In the 1990s, Algerian politics was dominated by a bloody struggle between the military and Islamic militants that engulfed much of the county and caused huge loss of life. The civil war petered out by 2002, when Abdelaziz Bouteflika, formerly Algeria's long-standing and respected foreign minister, was elected Algeria’s president, a role he has held ever since. Bouteflika has run the country with an iron hand ever since, and while being no democrat, he has arguably brought the country something it needs far more in the short term – stability and peace.

As well as its problems with Islamic militants, the government has also been confronted with agitation from the country's Berber ethnic minority pressing for greater cultural and political recognition, which have resulted in limited concessions to their demands such as Tamazight, the Berber tongue, being recognised as an official national language.

Algeria today is largely stable, with the problems of violence and kidnapping that have plagued it for long now consigned to the past.
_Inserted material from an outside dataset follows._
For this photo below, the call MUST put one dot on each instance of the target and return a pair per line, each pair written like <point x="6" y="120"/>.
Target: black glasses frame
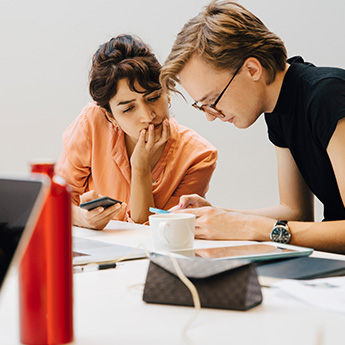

President Bouteflika won his third term in office in 2009 and while democracy and human rights continue to suffer under his rule, most Algerians are simply glad that the country is a functioning entity and the economy finally growing again.

Algeria Culture

Religion

99% of the population adhere to Islam.

Language in Algeria

The official languages are Arabic and Berber (Tamazight), but French is still used for most official and business transactions. Berber (Amazigh) is spoken in the northern mountainous regions of the Kabylias and the Aures and also in the south. In general, English is spoken only in major business or tourist centres.